Important note: Information in this article was accurate in 2004. The state of the art may have changed since the publication date.
New Vision - December 14, 2004
Alice Emasu
Nobody explained to her the cause of their deaths.
Mukasa, a resident of Gayaza in Kampala, had depended on the scanty HIV/AIDS information from her five primary-school-going children.
Mukasa's children, particularly, her second daughter, 13, hardly missed a day without sharing information she learnt at school on what HIV/AIDS was and how it was spread. She presented the information through posters, audiotapes using sign language.
Unlike Mukasa, Fiona Nambooze, also a deaf mother in Kampala is ignorant about HIV/AIDS. "AIDS is the same as fever. It is a curse from God to punish couples. It has no cure, but when one is in the good books of God, your life will be spared," she says through Hellen Nambuusi, a sign language interpreter.
But Joyce Nakato's plight is even worse. She is a deaf mother operating a grocery in Kampala. She failed to communicate with Women's Vision because she could not understand the interpreter's sign language.
Mukasa, the Gender and theatre co-ordinator for the Uganda national union of the deaf is lucky because her parents sent her to school. And her children can share with her the HIV/AIDS information they learn at school.
Many deaf people, paricularly women, only get to know about HIV/AIDS after they lose a family member. Unfortunately, due to the stigma and discrimination deaf people face, many fear to approach neighbours and friends and rely on the mercy of God to fight HIV/AIDS.
"I was shocked and puzzled after my uncle and aunt died mysteriously. I was determined to know more about the dreaded scourge. I proceeded to the Uganda Aids commission where I learnt HIV was mainly spread through sex with an infected person."
Mukasa recalls being helped to learn the basics about HIV/AIDS, its spread, prevention, symptoms and signs, positive living, prevention of mother-to-child transmission and the vulnerability of women to HIV/AIDS by Grace Akello, HIV/AIDS trainer then at the Uganda AIDS Commission.
The communication barrier due to lack of a national sign language, Mukasa says, has perpetuated the vulnerability of deaf women to HIV/AIDS.
A few deaf people, who know about HIV/AIDS only know the basics like its definition, which they only learn by searching for information from family, friends, literature and the internet. This is usually possible among the elite group.
Few deaf people understand sign language. Yet there is little effort by the Government to utilise services of those few to train the deaf," regrets the soft-spoken, highly versatile woman. The population of the deaf people is today estimated at 1,000 women and 1,500 men.
She says many deaf people are ignorant about AIDS because their family, especially their parents, think they are not sexually active.

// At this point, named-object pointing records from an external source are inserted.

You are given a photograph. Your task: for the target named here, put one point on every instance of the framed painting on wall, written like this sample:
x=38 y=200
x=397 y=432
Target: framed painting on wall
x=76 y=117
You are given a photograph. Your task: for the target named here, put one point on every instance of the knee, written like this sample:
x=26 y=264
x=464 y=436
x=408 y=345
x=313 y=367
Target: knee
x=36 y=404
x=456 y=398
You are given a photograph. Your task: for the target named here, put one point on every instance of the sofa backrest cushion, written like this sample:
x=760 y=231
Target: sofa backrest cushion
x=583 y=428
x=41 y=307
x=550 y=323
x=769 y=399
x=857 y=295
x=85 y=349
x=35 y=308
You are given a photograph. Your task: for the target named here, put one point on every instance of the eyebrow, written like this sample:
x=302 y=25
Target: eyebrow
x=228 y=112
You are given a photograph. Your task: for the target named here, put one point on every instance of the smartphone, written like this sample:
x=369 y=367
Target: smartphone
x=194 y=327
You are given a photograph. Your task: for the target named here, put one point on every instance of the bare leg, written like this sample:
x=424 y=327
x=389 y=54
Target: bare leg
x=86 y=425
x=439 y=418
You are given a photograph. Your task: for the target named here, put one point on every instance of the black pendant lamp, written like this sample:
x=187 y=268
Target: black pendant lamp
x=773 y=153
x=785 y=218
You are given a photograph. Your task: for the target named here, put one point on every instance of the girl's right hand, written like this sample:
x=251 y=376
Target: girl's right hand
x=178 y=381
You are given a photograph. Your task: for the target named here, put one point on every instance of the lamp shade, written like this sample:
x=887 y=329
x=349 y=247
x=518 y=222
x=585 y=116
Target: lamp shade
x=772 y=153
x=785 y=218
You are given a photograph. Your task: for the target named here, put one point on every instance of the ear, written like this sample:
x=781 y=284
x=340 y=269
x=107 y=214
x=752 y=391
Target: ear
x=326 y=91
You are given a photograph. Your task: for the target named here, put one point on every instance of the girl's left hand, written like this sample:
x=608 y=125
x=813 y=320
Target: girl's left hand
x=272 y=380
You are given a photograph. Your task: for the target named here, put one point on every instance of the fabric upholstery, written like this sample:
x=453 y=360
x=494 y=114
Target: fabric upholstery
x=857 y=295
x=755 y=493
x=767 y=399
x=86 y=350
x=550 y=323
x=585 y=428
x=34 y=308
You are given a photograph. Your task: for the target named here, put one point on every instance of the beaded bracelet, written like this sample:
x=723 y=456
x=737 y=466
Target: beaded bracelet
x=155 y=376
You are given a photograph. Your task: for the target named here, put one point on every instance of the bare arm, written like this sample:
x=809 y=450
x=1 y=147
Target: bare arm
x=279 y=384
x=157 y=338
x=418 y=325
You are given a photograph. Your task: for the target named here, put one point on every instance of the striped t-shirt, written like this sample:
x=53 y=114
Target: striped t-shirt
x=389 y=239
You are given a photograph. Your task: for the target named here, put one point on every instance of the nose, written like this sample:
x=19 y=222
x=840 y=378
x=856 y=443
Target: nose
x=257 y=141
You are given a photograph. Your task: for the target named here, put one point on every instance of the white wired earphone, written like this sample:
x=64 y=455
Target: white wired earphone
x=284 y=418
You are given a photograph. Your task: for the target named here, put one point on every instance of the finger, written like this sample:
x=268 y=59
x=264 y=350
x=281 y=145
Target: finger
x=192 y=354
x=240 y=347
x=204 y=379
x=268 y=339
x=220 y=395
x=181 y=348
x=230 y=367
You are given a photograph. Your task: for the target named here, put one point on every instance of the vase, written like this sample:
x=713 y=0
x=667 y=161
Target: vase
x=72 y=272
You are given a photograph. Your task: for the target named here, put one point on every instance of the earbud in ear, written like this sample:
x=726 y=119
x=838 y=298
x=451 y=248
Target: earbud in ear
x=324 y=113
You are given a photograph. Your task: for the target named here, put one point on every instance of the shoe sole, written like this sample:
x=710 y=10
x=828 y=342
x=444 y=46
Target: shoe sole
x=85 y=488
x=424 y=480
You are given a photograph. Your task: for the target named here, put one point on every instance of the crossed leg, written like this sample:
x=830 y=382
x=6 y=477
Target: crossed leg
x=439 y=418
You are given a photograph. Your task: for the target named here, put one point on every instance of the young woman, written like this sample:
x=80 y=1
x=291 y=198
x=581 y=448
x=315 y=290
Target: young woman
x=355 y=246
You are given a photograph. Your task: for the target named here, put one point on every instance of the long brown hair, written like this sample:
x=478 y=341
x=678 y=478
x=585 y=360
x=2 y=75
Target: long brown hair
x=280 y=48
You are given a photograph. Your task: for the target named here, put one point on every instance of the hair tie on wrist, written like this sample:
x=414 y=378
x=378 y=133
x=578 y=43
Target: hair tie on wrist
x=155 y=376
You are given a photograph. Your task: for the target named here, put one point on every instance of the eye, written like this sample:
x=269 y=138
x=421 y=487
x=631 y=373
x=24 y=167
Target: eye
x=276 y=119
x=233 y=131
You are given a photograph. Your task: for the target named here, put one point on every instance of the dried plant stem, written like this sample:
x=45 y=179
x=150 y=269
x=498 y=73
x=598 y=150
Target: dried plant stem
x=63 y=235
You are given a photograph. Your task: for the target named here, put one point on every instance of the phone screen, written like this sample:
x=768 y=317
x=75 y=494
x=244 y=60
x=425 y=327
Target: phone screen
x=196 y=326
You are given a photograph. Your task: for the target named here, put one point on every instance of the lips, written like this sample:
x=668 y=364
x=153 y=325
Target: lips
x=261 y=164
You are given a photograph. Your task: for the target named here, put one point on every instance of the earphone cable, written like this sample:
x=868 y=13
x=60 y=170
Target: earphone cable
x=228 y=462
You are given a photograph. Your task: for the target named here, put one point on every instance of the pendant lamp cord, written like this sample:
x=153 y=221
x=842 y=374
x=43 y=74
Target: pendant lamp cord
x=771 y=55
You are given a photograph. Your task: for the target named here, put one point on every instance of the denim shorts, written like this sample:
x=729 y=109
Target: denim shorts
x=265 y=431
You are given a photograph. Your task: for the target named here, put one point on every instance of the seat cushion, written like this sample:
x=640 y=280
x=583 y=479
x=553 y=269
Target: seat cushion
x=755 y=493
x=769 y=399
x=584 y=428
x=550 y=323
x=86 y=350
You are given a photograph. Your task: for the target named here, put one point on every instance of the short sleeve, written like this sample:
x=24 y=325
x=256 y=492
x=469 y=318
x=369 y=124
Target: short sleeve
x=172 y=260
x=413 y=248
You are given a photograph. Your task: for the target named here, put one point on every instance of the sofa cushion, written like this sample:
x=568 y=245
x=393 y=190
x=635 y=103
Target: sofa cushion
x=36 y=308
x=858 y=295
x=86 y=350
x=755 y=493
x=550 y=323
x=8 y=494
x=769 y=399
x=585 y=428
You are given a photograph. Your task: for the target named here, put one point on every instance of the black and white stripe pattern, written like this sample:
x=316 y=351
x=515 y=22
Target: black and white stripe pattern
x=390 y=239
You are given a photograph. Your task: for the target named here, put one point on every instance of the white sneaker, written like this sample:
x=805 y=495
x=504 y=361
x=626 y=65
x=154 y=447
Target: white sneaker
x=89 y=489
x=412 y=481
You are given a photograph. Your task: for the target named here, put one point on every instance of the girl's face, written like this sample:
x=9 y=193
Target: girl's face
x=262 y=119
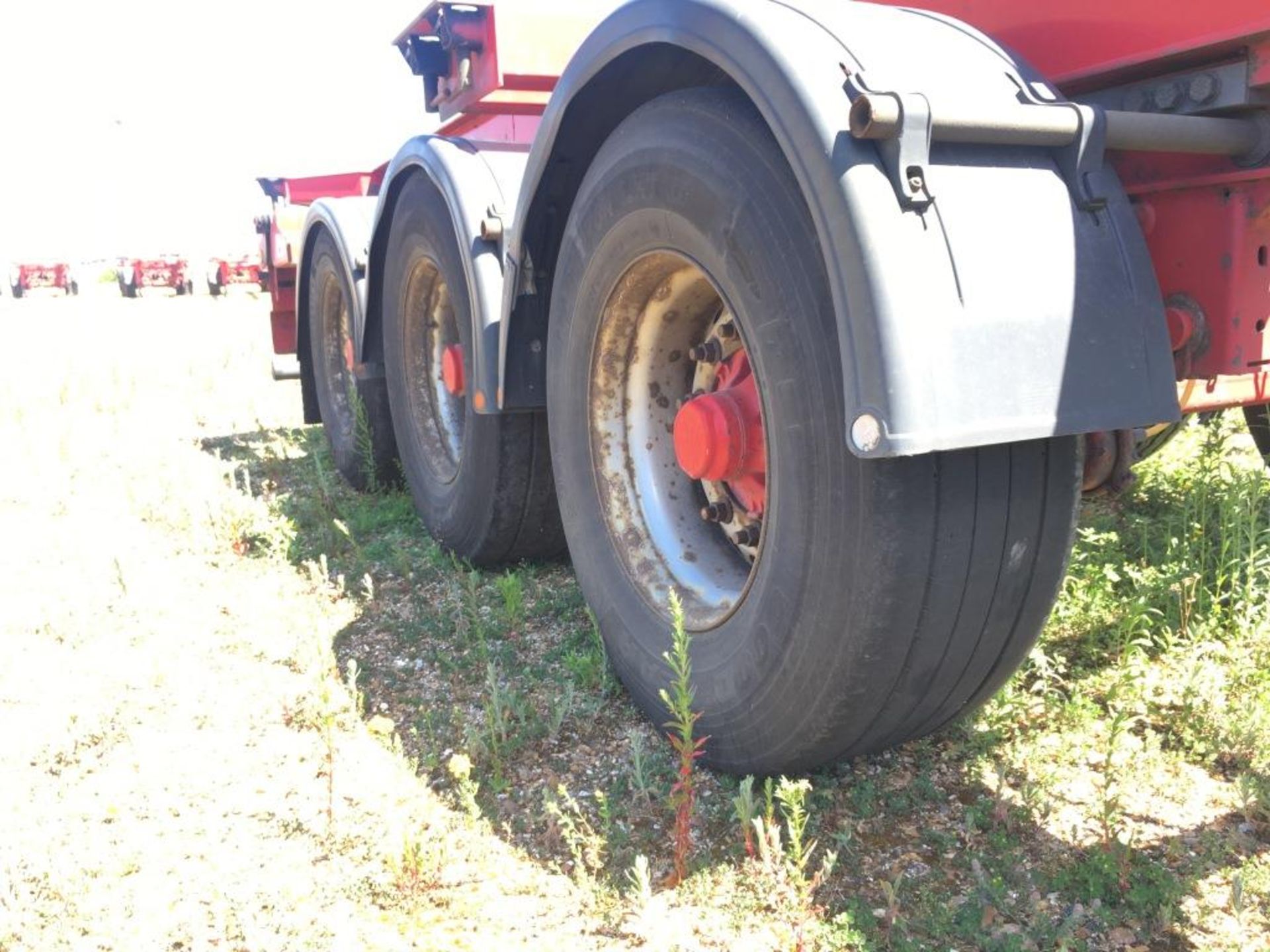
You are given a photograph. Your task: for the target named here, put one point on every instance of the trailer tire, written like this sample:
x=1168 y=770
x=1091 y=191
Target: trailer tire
x=482 y=484
x=361 y=440
x=888 y=596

Mukasa says also husbands of deaf women underlook the sexual needs of their deaf wives because they think these women cannot get sex from other men, a practice she says exposes many deaf people to HIV/AIDS. "When AIDs gets into the deaf people's community, it spreads like fire. Deaf people tend to associate a lot sexually amongst themselves."
Mukasa, who has begun training deaf women on care and counselling for people living with HIV/AIDS, regrets many deaf people do not understand the national sign language.
"When I visited Masaka last week, I was shocked to learn that majority of the deaf could not understand me. A number of them preferred to use gestures. You had to do it repeatedly in order to make them understand a point. the situation is worse for the deaf women in moroto because most of them have never been to school," she says.
The discrimination of the deaf is what Mukasa thinks is a stumbling block in the fight against HIV/AIDS. Society doesn't address the deaf people by their names, but by the stigmatising name 'Kasiru' (the daft). The most affected are the women because society doesn't expect them to produce normal children.
Many people think that deaf women produce deaf children and this deters deaf women from having stable relationships with the men, who approach them thus exposing them to HIV/AIDS," observes Mukasa whose five children are not deaf.
She cites a nasty scenario when she visited Kampala City Council offices to encourage them to incorporate the deaf and blind people into their HIV/AIDs programmes. "My pleas were rejected. I was told it would be costly for them to hire interpreters. My efforts to speak to the Mayor were also frustrated by the junior staff, who could not allow me to access him.
"How I wish I could meet President Museveni and the Kampala Mayor face to face, to make them understand the plight of the deaf."
Margaret Baba diri, MP for people with disabilities says there is no specific HIV/AIDS programme for the deaf and the blind.
She says the challenge is for the deaf and blind to benefit from the HIV/AIDS campaign messages. But this requires the Government to hire or train more sign interpreters.